2.1 Converting SolidWorks models to DXF files (attached here are the SolidWorks files).  This step is only necessary if you decide to modify our SolidWorks files, as you would then need to convert your new files to a DXF format. If you are not looking to modify the SolidWorks files, skip this step. 

2.2 Editing DXF files in VCarve and generating a tool path for the ShopBot CNC Router (attached are the DXF files). This step is only necessary if you decide to modify our DXF files. If you proceeded with step 2.1 and have generated new DXF files, you will need to complete this step as well to generate tool paths for your new files. Otherwise, this step is optional. If you do not want to modify our DXF files, skip this step. 

2.3 Cutting wood with a ShopBot CNC Router file (attached are the VCarve tool path files and the shopbot files). If you would simply like to use our ShopBot files, or if you have now generated your own, proceed to this step and set up the CNC Router to begin cutting your pieces. 

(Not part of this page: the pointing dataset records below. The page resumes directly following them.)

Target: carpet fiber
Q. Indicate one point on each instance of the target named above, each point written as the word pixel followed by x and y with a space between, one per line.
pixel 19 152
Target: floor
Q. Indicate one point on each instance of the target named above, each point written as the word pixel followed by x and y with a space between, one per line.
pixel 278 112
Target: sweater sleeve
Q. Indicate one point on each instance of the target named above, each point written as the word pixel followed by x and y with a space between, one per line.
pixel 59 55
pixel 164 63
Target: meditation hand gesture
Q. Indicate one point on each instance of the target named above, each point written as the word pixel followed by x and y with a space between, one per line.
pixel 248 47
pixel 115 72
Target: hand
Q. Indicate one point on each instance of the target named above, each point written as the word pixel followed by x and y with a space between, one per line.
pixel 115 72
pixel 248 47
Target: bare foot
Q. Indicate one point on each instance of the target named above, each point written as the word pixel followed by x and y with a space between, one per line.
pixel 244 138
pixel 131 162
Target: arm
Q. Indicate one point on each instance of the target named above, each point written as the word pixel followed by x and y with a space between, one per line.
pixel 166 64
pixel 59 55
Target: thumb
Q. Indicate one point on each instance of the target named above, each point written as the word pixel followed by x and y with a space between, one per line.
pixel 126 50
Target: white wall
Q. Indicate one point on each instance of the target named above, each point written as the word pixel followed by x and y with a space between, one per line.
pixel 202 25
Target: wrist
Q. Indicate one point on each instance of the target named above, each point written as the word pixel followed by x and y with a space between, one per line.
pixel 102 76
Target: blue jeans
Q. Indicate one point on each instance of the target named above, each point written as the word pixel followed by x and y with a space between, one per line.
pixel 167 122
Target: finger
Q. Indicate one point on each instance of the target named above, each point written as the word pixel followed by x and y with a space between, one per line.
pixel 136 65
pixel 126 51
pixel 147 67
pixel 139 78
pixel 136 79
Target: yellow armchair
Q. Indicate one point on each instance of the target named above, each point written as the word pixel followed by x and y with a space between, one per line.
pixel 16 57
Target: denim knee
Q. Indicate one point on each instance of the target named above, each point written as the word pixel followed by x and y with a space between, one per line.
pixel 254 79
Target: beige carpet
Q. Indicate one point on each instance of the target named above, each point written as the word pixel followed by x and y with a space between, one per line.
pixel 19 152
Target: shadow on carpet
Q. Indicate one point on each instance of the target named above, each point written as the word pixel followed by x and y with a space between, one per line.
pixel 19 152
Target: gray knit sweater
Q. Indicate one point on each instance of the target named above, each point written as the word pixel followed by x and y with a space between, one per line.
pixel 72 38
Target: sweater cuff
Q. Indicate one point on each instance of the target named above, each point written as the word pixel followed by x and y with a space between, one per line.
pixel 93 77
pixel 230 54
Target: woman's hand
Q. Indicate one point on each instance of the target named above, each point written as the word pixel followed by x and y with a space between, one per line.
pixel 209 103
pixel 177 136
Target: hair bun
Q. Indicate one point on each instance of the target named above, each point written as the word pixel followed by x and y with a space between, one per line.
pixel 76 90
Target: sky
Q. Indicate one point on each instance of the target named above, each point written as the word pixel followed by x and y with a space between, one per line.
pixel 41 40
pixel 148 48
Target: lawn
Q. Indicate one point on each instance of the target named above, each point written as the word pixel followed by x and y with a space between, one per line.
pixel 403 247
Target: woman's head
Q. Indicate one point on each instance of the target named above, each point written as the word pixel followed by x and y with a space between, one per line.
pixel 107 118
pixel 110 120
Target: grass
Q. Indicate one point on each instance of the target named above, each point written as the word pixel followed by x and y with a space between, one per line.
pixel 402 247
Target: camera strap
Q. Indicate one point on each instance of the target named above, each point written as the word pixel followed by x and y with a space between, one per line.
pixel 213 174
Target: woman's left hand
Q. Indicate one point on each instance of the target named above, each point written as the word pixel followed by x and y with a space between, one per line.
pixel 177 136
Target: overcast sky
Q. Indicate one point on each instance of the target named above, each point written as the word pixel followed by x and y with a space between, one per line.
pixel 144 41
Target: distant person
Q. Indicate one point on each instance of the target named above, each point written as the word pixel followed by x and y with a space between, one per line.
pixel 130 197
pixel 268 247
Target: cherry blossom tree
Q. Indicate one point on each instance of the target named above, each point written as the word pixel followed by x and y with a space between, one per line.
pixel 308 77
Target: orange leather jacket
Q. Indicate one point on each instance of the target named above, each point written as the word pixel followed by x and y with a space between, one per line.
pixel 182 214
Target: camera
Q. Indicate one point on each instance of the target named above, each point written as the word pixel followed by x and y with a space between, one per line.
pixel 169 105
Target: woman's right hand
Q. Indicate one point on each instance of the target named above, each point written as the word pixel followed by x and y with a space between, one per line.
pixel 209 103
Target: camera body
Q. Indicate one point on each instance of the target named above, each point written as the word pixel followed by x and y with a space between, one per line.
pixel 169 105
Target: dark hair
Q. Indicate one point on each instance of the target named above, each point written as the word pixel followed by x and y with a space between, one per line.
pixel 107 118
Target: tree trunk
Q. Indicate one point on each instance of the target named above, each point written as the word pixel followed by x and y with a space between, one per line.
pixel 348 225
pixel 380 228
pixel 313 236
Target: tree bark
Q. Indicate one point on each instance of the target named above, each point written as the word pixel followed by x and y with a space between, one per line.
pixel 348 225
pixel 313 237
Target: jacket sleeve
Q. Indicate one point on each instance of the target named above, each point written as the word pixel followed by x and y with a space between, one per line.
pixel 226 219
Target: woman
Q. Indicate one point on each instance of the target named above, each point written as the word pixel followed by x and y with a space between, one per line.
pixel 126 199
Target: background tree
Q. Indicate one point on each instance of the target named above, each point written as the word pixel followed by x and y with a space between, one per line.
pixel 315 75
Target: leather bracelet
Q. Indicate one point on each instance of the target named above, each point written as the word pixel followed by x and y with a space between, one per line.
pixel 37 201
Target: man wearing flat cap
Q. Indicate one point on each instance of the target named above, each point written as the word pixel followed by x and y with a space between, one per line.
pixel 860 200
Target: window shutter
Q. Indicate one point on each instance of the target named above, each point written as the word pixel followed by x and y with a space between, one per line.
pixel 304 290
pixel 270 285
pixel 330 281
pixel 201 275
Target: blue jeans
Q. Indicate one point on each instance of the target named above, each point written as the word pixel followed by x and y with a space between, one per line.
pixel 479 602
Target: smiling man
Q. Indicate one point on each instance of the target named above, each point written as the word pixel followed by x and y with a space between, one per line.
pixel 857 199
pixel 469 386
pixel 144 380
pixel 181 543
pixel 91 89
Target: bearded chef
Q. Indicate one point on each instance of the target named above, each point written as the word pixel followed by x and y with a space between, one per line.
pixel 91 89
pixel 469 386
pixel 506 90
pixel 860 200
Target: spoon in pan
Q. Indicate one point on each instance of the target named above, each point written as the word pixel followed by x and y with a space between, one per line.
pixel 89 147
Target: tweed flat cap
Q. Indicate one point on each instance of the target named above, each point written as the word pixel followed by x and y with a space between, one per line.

NOTE (Please read fully) : A longstanding problem we face is an issue of wood tolerance. Most wood manufacturers have a tolerance of close to 0.02", which means the 1/4" thick wood can range from 0.23" to 0.27" in thickness. Given the precise nature of this design, this causes problems with the interfacing of the base, legs and modules. Therefore, I have added a duplicate base layer 3 that can be used to adjust the thickness of the base if your wood is too thin by cutting the layer's face down until its thickness makes up the difference.  This would require creating new DXF files (from modifying the SolidWorks to be the proper dimensions for your wood) for the VCarve platform, then generating new toolpaths for the CNC Router. If your wood is too thick,  you can simply cut each face down until the machine is starting at a face that is set to our file thickness. This would  only require modifying the  VCarve file to create an additional initial cut. CURRENTLY, THE FILES YOU UPLOADED ARE SET FOR A WOOD THICKNESS OF 0.225”. This is because the wood we last received was of this thickness. When we upload a new file, we will make sure to let you know what thickness it is set to (hopefully 0.25”!). If you only have a minor difference in thickness from our files, you can just cut our files and then use sandpaper to make up the difference. If it is a major difference in thickness, you will need to: 

1) Change the slot thickness on the base (the long slot and the little slot for the fourth leg) so that whatever leg thickness you have fits inside.

2) Change the cutout depth for the proximity sensor so that it fits in between the shortened layers.

3) Make sure to adjust the thickness of both the base and module to a standard size of your preference because you will want to have the ability to put multiple modules inside, and these other modules might be cut with a different wood thickness.

2.1 Cutting Wood: Exporting SolidWorks (CAD 3-D model) files to DXF format (2-D)

Here are the SolidWorks files:

Note: If you plan to modify the SolidWorks model, make sure to only create pocket cuts (cutouts that only go partially through the wood) on the same face where other pocket cuts exist. This is because the CNC Router can only cut from one face, so if you have pocket cuts on both faces of the layer, the machine will only be able to cut one of them as turning the piece over is not an option. 

1.  Open the SolidWorks model and locate the face that requires the machining of pocket cuts. This should be the face of the layer that is most intricate--the face that has cuts that go only partially into the wood. For example, for layer 5 of the module, this would be the layer's bottom face as it has a circular cutout around the circular hole. This is one of the only tricky details to spot. A slightly more noticeable example would be layer 3 of the module, where you should select the layer's top face as it has the pocket cutouts for the reed switches. 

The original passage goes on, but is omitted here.